CVE-2024-28809 identifies a critical vulnerability in the Infinera hiT 7300 optical transport platform firmware version 5.60.50. The core issue is the cleartext storage of sensitive passwords within the firmware update packages, which contain hardcoded credentials. This insecure design flaw (CWE-312: Cleartext Storage of Sensitive Information and CWE-798: Use of Hard-coded Credentials) allows attackers with access to the firmware update files or the network path to extract these credentials and subsequently access various appliance services without authentication or user interaction. The vulnerability has a CVSS 3.1 base score of 8.8, reflecting its high impact on confidentiality, integrity, and availability. Attackers can leverage these credentials to manipulate device configurations, disrupt network operations, or pivot to other network segments. The vulnerability is remotely exploitable (Attack Vector: Adjacent Network), requires no privileges or user interaction, and affects a critical network infrastructure component widely used in telecommunications. No patches are currently linked, and no known exploits have been reported in the wild, but the risk remains significant due to the nature of the flaw and the criticality of the affected systems.

The impact of CVE-2024-28809 is substantial for organizations relying on Infinera hiT 7300 devices, which are integral to optical transport networks.
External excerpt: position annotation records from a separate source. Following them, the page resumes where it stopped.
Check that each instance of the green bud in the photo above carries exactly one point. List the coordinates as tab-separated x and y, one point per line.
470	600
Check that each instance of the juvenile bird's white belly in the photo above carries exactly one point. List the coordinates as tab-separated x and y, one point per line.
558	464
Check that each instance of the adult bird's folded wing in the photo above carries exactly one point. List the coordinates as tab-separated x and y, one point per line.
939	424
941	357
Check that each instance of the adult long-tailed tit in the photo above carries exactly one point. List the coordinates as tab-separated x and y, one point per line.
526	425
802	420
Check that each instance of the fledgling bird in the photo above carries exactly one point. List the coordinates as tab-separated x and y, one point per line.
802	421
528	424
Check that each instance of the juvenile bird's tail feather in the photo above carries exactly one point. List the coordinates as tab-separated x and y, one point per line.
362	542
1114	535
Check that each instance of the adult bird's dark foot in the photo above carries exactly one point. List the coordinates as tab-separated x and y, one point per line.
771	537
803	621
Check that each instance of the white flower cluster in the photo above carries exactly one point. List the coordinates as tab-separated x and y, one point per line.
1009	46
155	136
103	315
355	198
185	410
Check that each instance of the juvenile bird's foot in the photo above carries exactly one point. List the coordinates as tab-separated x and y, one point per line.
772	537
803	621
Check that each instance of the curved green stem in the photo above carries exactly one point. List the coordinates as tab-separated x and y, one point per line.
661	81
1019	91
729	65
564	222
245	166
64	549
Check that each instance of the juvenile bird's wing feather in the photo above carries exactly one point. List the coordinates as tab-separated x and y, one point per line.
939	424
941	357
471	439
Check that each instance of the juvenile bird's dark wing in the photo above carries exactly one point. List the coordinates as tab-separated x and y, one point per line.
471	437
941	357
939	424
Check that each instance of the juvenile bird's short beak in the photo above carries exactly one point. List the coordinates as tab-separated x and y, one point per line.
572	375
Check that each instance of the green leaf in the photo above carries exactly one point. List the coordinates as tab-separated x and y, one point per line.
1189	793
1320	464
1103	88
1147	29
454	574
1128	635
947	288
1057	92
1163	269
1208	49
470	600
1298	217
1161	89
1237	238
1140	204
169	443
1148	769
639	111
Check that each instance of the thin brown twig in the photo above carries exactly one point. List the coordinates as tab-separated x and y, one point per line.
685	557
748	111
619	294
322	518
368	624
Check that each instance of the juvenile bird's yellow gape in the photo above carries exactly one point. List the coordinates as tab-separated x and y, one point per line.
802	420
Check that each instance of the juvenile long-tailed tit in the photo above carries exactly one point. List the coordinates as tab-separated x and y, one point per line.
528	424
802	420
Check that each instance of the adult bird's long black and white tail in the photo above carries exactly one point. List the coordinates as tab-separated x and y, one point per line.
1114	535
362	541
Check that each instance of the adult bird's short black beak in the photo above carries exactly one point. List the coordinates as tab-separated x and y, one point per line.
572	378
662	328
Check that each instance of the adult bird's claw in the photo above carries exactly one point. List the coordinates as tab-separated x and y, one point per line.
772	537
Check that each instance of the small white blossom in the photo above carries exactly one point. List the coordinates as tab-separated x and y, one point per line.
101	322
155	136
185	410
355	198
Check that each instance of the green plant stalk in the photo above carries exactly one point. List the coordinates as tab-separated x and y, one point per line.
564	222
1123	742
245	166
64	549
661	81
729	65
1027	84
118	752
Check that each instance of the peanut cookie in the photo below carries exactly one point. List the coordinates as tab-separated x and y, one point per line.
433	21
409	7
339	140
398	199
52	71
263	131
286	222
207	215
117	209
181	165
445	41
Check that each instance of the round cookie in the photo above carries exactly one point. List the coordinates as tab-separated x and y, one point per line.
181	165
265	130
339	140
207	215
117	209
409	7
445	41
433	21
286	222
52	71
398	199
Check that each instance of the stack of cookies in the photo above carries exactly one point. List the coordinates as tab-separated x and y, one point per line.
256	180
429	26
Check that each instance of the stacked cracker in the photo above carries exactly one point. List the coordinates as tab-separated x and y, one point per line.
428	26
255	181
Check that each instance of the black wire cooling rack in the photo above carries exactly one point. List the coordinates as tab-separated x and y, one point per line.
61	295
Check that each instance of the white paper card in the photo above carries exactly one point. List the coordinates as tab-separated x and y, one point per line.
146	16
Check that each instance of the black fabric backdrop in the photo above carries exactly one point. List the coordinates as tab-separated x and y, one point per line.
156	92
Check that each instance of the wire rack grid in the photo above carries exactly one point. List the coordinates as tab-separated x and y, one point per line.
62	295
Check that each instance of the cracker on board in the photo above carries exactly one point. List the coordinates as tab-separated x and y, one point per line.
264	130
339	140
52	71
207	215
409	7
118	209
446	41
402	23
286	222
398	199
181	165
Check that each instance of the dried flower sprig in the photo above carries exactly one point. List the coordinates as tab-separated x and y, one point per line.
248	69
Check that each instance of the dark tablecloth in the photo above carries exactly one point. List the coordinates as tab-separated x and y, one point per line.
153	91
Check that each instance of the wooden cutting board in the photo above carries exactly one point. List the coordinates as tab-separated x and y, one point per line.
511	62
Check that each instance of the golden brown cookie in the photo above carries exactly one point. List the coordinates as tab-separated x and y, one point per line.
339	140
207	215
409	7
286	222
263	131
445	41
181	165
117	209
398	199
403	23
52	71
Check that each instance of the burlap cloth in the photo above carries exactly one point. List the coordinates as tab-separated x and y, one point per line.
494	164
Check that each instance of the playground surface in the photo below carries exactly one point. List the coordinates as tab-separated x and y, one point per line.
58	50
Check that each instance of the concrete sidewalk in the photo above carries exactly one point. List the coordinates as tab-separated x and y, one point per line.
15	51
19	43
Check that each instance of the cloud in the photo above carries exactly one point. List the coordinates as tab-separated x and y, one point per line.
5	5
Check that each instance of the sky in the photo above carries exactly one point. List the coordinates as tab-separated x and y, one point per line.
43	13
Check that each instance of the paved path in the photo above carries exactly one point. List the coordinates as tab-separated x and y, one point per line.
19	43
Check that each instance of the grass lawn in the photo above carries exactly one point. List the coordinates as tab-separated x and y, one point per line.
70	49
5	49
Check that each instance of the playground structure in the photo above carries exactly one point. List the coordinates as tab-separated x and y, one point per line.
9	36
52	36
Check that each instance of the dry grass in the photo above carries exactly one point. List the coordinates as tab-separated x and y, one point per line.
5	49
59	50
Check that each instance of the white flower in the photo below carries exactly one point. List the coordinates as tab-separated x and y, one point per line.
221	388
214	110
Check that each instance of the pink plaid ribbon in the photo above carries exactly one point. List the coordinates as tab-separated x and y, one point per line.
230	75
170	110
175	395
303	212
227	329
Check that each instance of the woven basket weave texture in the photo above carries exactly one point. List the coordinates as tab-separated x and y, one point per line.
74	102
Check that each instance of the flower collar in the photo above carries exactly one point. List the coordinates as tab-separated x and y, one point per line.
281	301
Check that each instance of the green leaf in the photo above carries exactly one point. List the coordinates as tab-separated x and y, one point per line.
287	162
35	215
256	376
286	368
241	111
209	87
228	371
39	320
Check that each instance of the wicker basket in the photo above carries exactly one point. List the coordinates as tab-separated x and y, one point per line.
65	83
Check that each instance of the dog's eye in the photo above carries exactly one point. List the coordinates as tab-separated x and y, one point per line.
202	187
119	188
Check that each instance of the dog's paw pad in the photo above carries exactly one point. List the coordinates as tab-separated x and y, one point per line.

Exploitation can lead to unauthorized access to sensitive network infrastructure, allowing attackers to alter configurations, intercept or disrupt data flows, and potentially cause widespread network outages. This compromises confidentiality by exposing sensitive credentials and network data, integrity by enabling unauthorized configuration changes, and availability by potentially disrupting service continuity. Given the role of these devices in backbone telecommunications and data center interconnects, the vulnerability poses a risk to service providers, enterprises, and critical infrastructure operators globally. The absence of required authentication and user interaction lowers the barrier for exploitation, increasing the threat level. Organizations may face operational disruptions, financial losses, reputational damage, and regulatory consequences if exploited.

To mitigate CVE-2024-28809, organizations should immediately restrict access to firmware update packages and the management interfaces of Infinera hiT 7300 devices to trusted personnel and networks only. Network segmentation should be enforced to isolate these devices from less secure network zones. Monitoring and logging of access to firmware files and appliance services should be enhanced to detect unauthorized attempts. Since no official patches are currently available, organizations should engage with Infinera support for guidance and prioritize applying any forthcoming firmware updates that address this issue. Additionally, consider implementing compensating controls such as multi-factor authentication on management interfaces where possible, and conduct regular audits of device configurations and credentials. Employing network intrusion detection systems (NIDS) to identify anomalous activity targeting these devices can also help in early detection of exploitation attempts.